What are: Streak back and forth across the entire plate from top to bottom, turn the plate about 60 and repeat the streaking, turn the plate another 60 and repeat a third time.

400

Name the oral protozoan mentioned in the lab and the structures it uses to move.

What is Entamoeba gingivalis, which moves using pseudopods?

400

This is the difference between a monosomy and a trisomy.

What is that a monosomy means one chromosome of a pair is missing, while a trisomy means there is an additional chromosome (3 copies total)?

400

This is how high numbers of acid-producing bacteria lead to tooth decay.

What is by clinging to teeth in plaque and producing acids that break down the tooth's enamel, allowing bacteria into the live tissues?

400

The most effective level of microbial control, which kills or removes all microbes, including endospores.

What is sterilization?

500

The negative control in your antimicrobial experiment showed a zone of inhibition and the positive control did not, these two potential errors in the experimental setup could have caused that result.

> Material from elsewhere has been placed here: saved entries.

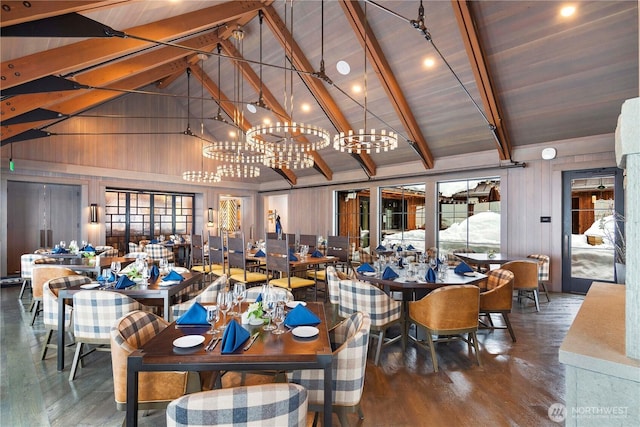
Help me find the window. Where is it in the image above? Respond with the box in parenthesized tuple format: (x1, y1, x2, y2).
(335, 189, 370, 249)
(379, 184, 426, 250)
(105, 189, 194, 253)
(437, 178, 500, 255)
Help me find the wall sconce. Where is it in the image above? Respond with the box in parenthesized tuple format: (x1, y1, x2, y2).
(207, 208, 215, 227)
(90, 203, 98, 223)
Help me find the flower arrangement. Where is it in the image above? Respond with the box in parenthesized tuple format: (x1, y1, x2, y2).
(247, 301, 263, 320)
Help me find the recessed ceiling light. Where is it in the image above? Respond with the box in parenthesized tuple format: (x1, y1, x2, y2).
(423, 58, 435, 68)
(229, 130, 236, 138)
(336, 60, 351, 75)
(263, 118, 271, 125)
(247, 103, 257, 114)
(352, 84, 362, 94)
(560, 5, 576, 17)
(301, 103, 311, 112)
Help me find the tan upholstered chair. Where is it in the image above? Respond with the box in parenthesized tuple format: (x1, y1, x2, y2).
(502, 260, 541, 311)
(30, 266, 76, 325)
(409, 284, 481, 372)
(111, 310, 200, 415)
(479, 269, 516, 342)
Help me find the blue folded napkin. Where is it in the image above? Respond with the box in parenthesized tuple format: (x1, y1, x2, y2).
(397, 246, 403, 252)
(150, 239, 159, 244)
(376, 244, 387, 251)
(115, 275, 136, 289)
(163, 270, 184, 282)
(454, 261, 474, 275)
(109, 271, 117, 282)
(437, 258, 444, 266)
(285, 304, 321, 328)
(382, 266, 399, 280)
(357, 263, 375, 273)
(52, 247, 68, 254)
(406, 244, 415, 250)
(176, 302, 209, 326)
(165, 241, 174, 246)
(310, 249, 323, 258)
(255, 293, 262, 303)
(254, 249, 266, 258)
(221, 319, 251, 354)
(289, 250, 298, 262)
(425, 267, 437, 283)
(149, 264, 160, 280)
(82, 244, 95, 252)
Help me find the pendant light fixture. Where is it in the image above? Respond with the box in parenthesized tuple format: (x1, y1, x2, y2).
(247, 10, 269, 113)
(334, 2, 398, 154)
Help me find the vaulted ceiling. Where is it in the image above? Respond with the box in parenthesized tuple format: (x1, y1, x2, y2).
(1, 1, 638, 186)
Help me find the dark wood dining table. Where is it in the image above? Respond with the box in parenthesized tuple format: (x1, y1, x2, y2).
(125, 301, 334, 427)
(56, 271, 203, 371)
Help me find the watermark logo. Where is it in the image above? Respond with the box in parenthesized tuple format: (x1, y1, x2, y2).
(548, 403, 566, 423)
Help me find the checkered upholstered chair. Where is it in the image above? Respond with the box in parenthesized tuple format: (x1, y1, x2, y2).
(527, 254, 551, 302)
(287, 312, 371, 427)
(409, 284, 481, 372)
(479, 269, 516, 342)
(19, 253, 45, 300)
(70, 290, 147, 381)
(30, 265, 76, 325)
(502, 260, 541, 312)
(144, 243, 175, 263)
(166, 383, 308, 427)
(40, 274, 92, 360)
(128, 242, 142, 253)
(171, 275, 228, 321)
(338, 278, 402, 365)
(244, 286, 294, 303)
(323, 266, 348, 324)
(111, 310, 201, 414)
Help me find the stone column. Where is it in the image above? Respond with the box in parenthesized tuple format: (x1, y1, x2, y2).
(615, 97, 640, 360)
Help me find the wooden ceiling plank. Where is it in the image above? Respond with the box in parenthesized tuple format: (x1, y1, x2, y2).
(0, 1, 129, 27)
(1, 1, 266, 90)
(220, 39, 333, 181)
(262, 4, 376, 177)
(339, 0, 434, 170)
(451, 0, 511, 161)
(2, 31, 223, 121)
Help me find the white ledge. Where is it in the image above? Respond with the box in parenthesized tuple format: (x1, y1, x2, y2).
(559, 282, 640, 382)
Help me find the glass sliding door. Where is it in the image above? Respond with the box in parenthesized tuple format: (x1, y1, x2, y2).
(379, 184, 426, 251)
(335, 189, 370, 251)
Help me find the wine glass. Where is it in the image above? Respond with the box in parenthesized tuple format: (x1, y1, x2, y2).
(232, 283, 246, 316)
(110, 261, 121, 279)
(159, 258, 168, 274)
(262, 287, 277, 331)
(216, 290, 232, 332)
(60, 240, 66, 249)
(206, 306, 220, 335)
(271, 304, 286, 335)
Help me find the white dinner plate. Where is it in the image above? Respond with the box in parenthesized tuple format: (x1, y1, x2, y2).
(159, 280, 180, 286)
(172, 267, 189, 274)
(362, 272, 376, 276)
(132, 277, 145, 283)
(249, 318, 265, 326)
(173, 335, 205, 348)
(292, 326, 319, 338)
(80, 283, 101, 289)
(286, 301, 307, 309)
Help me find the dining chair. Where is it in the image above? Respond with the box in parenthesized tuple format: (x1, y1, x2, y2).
(408, 284, 481, 372)
(171, 274, 228, 321)
(128, 242, 142, 253)
(111, 310, 201, 417)
(30, 265, 77, 325)
(266, 236, 316, 299)
(227, 233, 269, 287)
(298, 233, 317, 251)
(144, 243, 175, 263)
(287, 311, 371, 427)
(245, 286, 294, 303)
(70, 290, 147, 381)
(166, 383, 308, 427)
(188, 234, 204, 271)
(502, 260, 541, 311)
(479, 269, 516, 342)
(527, 254, 551, 302)
(326, 235, 352, 274)
(99, 247, 119, 258)
(40, 274, 92, 360)
(19, 253, 47, 300)
(338, 278, 402, 365)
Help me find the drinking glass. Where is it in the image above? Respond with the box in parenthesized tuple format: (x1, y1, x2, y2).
(262, 287, 277, 331)
(159, 258, 168, 274)
(110, 261, 121, 278)
(271, 304, 286, 335)
(216, 290, 232, 332)
(232, 283, 246, 317)
(99, 268, 110, 288)
(60, 240, 66, 249)
(206, 306, 220, 335)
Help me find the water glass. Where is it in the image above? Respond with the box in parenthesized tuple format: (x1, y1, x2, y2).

What are: 1) The water used for the negative control could have been contaminated or the forceps/disk were not properly decontaminated, causing unexpected inhibition. 2) The Staphylococcus epidermidis strain used could be resistant to ciprofloxacin, or the ciprofloxacin disk itself was defective.

500

This is how commensal microbes help fight off pathogenic organisms.

What is by creating a physical barrier on surfaces and by producing a chemical arsenal of compounds to fight off intruders?

500

These are the differences between chromosomal abnormality caused by an insertion versus one caused by a translocation, and explain how a cytogeneticist might visually distinguish them on a karyotype.

What is an insertion is when an extra segment is added within one chromosome arm, making that single chromosome longer. A translocation is when two different chromosomes swap segments, which would result in changes to the length and banding patterns of two separate chromosomes in the karyotype.

500

Besides direct and indirect contact, name three other modes of disease transmission.

What are inhalation of contaminated droplets , contaminated food or water, and insect vectors?

500

How Louis Pasteur's germ theory of disease provides the foundational scientific principle for the antimicrobial activity experiment you performed.

What is that Pasteur's theory established that microorganisms cause disease and are present in the environment. This principle is the basis for the experiment, which assumes that bacteria will grow on the agar unless a chemical agent actively kills or inhibits it demonstrating a method of controlling the germs Pasteur described.